BUFFALO, N.Y. (WIVB)- Just two weeks before Pope Francis visit the U.S., the Pontiff is making sweeping reforms when it comes to marriage annulments.
The changes will make it easier and more affordable for people to obtain annulments.
These reforms will take effect Dec. 8, and come after the Pope gave priests permission to forgive women who have had abortions, and announced that even Atheists can go to Heaven.
Many are calling Pope Francis a progressive Pope.
News 4 spoke to some Catholics in the Queen City, who said while these reforms might be controversial, they open a door to the Church.
Lynn Sarkisian has been Catholic all her life, and is raising her children in the faith: they attend St.
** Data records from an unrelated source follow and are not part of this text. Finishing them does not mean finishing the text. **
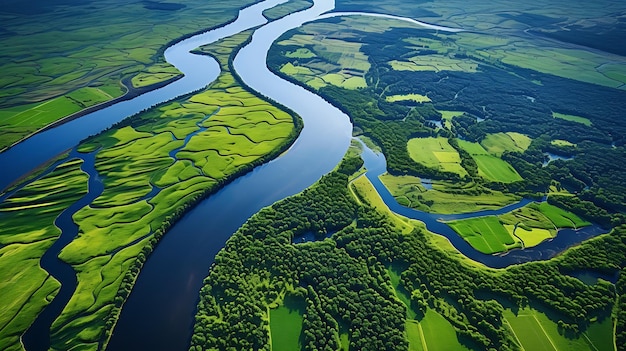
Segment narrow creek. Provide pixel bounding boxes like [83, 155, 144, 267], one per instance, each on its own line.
[21, 150, 104, 351]
[358, 142, 608, 268]
[0, 0, 612, 349]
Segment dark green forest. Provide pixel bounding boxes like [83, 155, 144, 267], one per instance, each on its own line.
[190, 154, 625, 350]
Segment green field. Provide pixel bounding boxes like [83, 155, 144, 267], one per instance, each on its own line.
[439, 110, 465, 129]
[447, 216, 521, 254]
[0, 87, 116, 148]
[0, 30, 299, 350]
[275, 18, 371, 91]
[130, 63, 181, 88]
[504, 308, 612, 351]
[505, 225, 553, 247]
[481, 132, 531, 156]
[407, 137, 468, 177]
[0, 0, 260, 150]
[263, 0, 313, 20]
[418, 310, 473, 351]
[389, 54, 478, 73]
[552, 112, 592, 126]
[551, 139, 576, 147]
[379, 174, 519, 214]
[458, 140, 522, 183]
[536, 202, 591, 229]
[270, 296, 305, 351]
[388, 267, 472, 351]
[0, 159, 88, 350]
[386, 94, 431, 103]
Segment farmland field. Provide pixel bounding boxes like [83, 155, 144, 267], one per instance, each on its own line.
[458, 140, 522, 183]
[407, 137, 467, 177]
[481, 132, 531, 156]
[552, 112, 592, 126]
[447, 216, 521, 254]
[379, 174, 519, 214]
[269, 296, 305, 351]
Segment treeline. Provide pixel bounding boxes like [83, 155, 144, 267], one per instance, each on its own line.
[190, 151, 623, 350]
[617, 269, 626, 351]
[271, 25, 626, 224]
[191, 158, 407, 350]
[96, 33, 304, 349]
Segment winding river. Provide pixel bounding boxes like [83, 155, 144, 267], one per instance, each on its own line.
[0, 0, 609, 350]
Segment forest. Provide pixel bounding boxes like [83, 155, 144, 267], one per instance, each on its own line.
[190, 152, 624, 350]
[268, 22, 626, 225]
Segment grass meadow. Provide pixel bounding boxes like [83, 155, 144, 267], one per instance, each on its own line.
[0, 0, 261, 150]
[458, 140, 523, 183]
[504, 308, 612, 351]
[269, 296, 305, 351]
[0, 159, 88, 350]
[0, 30, 299, 350]
[447, 216, 521, 254]
[407, 137, 468, 177]
[379, 174, 519, 214]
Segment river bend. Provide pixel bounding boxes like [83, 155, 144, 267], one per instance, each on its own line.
[0, 0, 609, 350]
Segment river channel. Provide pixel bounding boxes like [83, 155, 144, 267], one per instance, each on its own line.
[0, 0, 609, 350]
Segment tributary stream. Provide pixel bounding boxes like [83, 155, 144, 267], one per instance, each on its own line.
[0, 0, 608, 350]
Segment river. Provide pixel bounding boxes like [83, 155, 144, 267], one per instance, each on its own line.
[358, 140, 607, 269]
[0, 0, 609, 349]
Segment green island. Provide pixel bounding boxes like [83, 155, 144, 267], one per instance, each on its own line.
[1, 0, 626, 350]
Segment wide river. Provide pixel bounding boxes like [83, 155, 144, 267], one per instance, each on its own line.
[0, 0, 607, 350]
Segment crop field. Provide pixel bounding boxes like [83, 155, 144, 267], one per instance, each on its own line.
[447, 216, 521, 254]
[552, 112, 592, 127]
[0, 0, 261, 150]
[0, 86, 116, 148]
[535, 202, 591, 229]
[389, 54, 478, 73]
[405, 321, 424, 351]
[386, 94, 431, 103]
[499, 204, 556, 230]
[263, 0, 313, 20]
[503, 308, 610, 351]
[130, 63, 181, 89]
[275, 19, 372, 91]
[0, 159, 88, 350]
[496, 202, 591, 248]
[505, 225, 553, 248]
[458, 140, 522, 183]
[0, 31, 298, 350]
[418, 310, 473, 351]
[481, 132, 531, 156]
[379, 174, 519, 214]
[269, 296, 305, 351]
[407, 137, 468, 177]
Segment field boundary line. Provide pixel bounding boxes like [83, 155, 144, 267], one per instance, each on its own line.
[532, 314, 558, 351]
[417, 322, 429, 351]
[503, 317, 525, 351]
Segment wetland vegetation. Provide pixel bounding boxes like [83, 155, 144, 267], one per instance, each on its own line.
[2, 0, 626, 350]
[191, 147, 622, 351]
[0, 27, 300, 350]
[0, 0, 261, 151]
John the Baptist School.
Sarkisian said the Pope’s reform to the annulment process is a step in the right direction.
“I think that it’s a very nice, open, and honest gesture to ensure that everyone realizes that you can still participate,” she told News 4.
- The Pope’s reforms eliminate a second judgement for marriage annulments that was previously required.
- This allows for greater influence from local Bishops and will help make the process faster.
- Marriage annulments will also be free, getting rid of some administrative costs.
Bishop Malone of the Buffalo Diocese said he hasn’t read the decision in it’s entirely yet, but believes it’s a good call.
“We have to hold to the teaching of Christ himself. That doesn’t at least in the Catholic tradition, allow for a divorce and then remarriage without an annulment, but the annulment part is not Jesus, that’s the Church’s way of trying to help couples,” Bishop Malone said Tuesday morning.
Ted Brown of Buffalo believes the Pope’s acceptance will draw people back to the Church.
“As a young adult I had a lot of trouble maintaining my faith, and with the present Pope it’s much easier to really be part of the Church,” he said.
American Catholics only represent about 6 percent of Catholics worldwide, but the U.S. accounts for around half of all annulments granted.
Ted’s wife Lisa also supports the Pope’s reforms, and said the older she gets, the more in line with her values the Church becomes.
She credits Pope Francis.
“I feel like my Church now as I’m raising young children is reflecting those values of compassion and humanity,” she said.